Planned Parenthood is one of few major health care providers in the state that offers post-abortion and miscarriage care. Since Louisiana’s near-total abortion ban passed in August 2022, there have been increasing reports of hospitals and OB-GYNs delaying providing critical prenatal care until the twelfth week of pregnancy – after which miscarriage is less common – and hesitation to diagnose miscarriages for fear of investigation by the Louisiana Department of Health or state law enforcement agencies.

“The next era of reproductive health care in Louisiana is going to look foreign to Americans,” she said. “What we’re seeing emerge are random community members with no training and no medical background who want to help and who can’t sit by while mothers die in childbirth.”

LCRF launched a community health worker program called Legacy Trust last year to train volunteers on providing basic women’s health care on a door-to-door basis. Coy said she hopes to grow the program next year in light of the Planned Parenthood closures.

Alternative options
For former Planned Parenthood patients looking for alternatives, Southeast Louisiana is home to a number of smaller clinics that provide similar services.

CrescentCare is a community health clinic based in New Orleans, offering services ranging from primary care to gender-affirming care to sexual health. The city’s two clinics accept all major forms of insurance, including Medicaid and Medicare. For patients who are uninsured, CrescentCare uses a sliding fee scale to keep services affordable.

“We actually provide pretty much all of the same services that Planned Parenthood provides,” said CrescentCare CEO Alice Riener. “We are looking at how we can step up and provide these services to a broader population and help fill in the gap.”

Riener said CrescentCare is prepared to meet a potential increase in demand for services following PPGC’s closure at the end of the month.

The Louisiana Department of Health also runs more than 60 clinics statewide as part of a reproductive health program that offers many of the same services Planned Parenthood provides.

Woman’s New Life Clinic – a crisis pregnancy center located right next door to Planned Parenthood’s New Orleans location – markets itself as a reproductive health care clinic, but does not provide hormonal contraception or abortion referral services. The clinic does offer prenatal care, gynecology, STI testing and treatment and abortion pill reversal medication – considered an “unproven and unethical” treatment by the American College of Obstetrics and Gynecologists.

In a statement to Verite News, Woman’s New Life Clinic’s executive director Allison Daigle cited the American Association of Pro-Life Obstetricians and Gynecologists’ supportive stance on abortion pill reversal.

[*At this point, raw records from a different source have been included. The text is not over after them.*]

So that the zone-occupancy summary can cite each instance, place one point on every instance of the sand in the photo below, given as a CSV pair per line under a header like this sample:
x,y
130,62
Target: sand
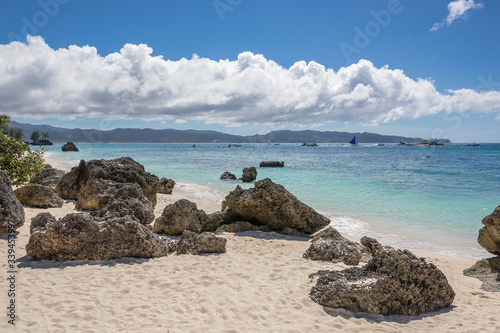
x,y
260,285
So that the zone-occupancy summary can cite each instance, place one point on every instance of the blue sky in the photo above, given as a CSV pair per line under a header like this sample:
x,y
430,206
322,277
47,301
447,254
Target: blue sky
x,y
461,55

For patients looking for gender-affirming health care, the Trans Income Project, based in New Orleans, pays for hormone replacement therapy for Medicaid-eligible adults through a new partnership with CrescentCare. In Baton Rouge, the HAART Clinic offers a range of LGBTQIA+ health care services.

Still, the Planned Parenthood clinic closures will come as a great loss to the fight for bodily autonomy in the state, said Coy, who described PPGC as a founding member of LCRF in 1989 and perhaps the biggest supporter of access to reproductive health care in Louisiana.

“Planned Parenthood has been behind the scenes at every turn in the reproductive justice and advocacy space in Louisiana,” she said. “Getting rid of them threatens the entire ecosystem.”